Single mom looks to faith to help get past poverty
Choosing between food and electricity is an everyday decision for impoverished single mothers.
According to the U.S. Census Bureau, single-mother families constitute 59 percent of the total families in poverty in the United States. Many times the weight of bearing a family’s financial burden alone is overwhelming. The prospect of trying to both support a family and raise one can be stressful.
Ronica Collins, 46, from Carthage, discovered the financial difficulties associated with single parenting from the start. Collins has five children from relationships with three different men, none of whom are involved with her family.
“I’ve been a single mother on and off ever since I had kids,” Collins said. “The hardest thing is having to be both mom and dad. I got the mom part down, but I don’t like being the dad.”
Collins is unemployed and said it is difficult to hold down a job when she wants to be with her family.
“I like to be home with the kids,” she said. “But if I work, I can’t do that, but if I don’t work, we don’t have anything.
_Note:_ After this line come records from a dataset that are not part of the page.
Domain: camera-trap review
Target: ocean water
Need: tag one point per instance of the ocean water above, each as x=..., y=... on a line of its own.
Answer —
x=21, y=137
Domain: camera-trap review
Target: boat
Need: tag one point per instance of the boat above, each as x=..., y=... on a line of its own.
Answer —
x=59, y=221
I’m stuck between a rock and a hard place.”
Holidays are one of the most difficult times for single mothers struggling financially because society shows love through the giving of material things, she said.
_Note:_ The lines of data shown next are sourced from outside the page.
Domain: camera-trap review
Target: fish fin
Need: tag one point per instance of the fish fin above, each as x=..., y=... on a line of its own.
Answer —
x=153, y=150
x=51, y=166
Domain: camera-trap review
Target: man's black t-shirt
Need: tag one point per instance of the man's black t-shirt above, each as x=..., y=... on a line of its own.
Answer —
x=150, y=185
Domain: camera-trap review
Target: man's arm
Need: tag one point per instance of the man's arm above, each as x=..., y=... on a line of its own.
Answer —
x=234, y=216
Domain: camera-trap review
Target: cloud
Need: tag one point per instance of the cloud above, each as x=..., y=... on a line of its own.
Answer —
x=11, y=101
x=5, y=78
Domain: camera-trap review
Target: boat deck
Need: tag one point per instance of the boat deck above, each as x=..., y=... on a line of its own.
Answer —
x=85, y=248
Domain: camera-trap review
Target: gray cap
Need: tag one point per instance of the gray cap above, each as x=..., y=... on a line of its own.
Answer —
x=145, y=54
“Christmas is always hard,” Collins said. “You have to pray that God will provide the good stuff for your kids when you can’t.”
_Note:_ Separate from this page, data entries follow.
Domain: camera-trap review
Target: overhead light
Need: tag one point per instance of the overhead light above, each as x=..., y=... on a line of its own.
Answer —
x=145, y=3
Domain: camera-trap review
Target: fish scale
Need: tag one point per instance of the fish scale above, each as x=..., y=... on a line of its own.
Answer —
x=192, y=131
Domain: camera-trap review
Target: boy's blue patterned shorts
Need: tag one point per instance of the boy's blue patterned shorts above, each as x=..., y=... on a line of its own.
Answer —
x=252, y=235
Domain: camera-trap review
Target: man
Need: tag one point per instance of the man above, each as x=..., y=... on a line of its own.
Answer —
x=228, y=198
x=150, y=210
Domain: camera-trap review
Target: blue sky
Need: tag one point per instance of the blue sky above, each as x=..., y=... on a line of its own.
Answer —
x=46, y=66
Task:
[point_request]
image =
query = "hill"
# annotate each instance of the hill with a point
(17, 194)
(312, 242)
Financial hardship puts single mothers in a position where they must make choices no mother wants to make.
Collins’ youngest daughter recently turned 16 but can’t receive her driver’s license because Collins doesn’t have the money to pay for the car insurance.
“It’s hard to figure out how you’ll pay the bills,” Collins said. “If you pay the bills your kids don’t have the shoes they need, or if you pay the bills you don’t have anything to eat.”
Two of Collins’ ex-husbands only recently began paying child support even though their children are in their 20s. Collins said the only reason the men started paying the child support is because both of them went on disability, so the government automatically pays it for them.
Collins relies heavily on her faith for strength in dealing with her difficult situation and believes God provides for her family when she can’t.
One month she was $100 short on her already-late rent. Discouraged, she almost didn’t go to church, but when she arrived a church member walked up and put $100 in her hand.
“It’s strange; God always works it out,” Collins said. “I don’t know how he does it.
He’s more faithful to me than I am to him.”
Hope is present in Collins’ family despite all the hardships. She now lives in a house she can afford.
She is able to pay her house rent, telephone and electric bills all for the amount of her last house payment. Although she can pay her rent from her child-support checks, it doesn’t leave any extra money for expenses like shoes or toilet paper.
Collins said her dream is to own a piece of property where she and her children can all have their separate houses in a circle with a picnic area in the middle where the family can have barbecues.
As for now, Collins is surviving and enjoying spending time with her family. She encourages other single mothers to have faith that there is a way out, even if it isn’t clear.
“We might not have everything we want, but we have everything that we need,” Collins said.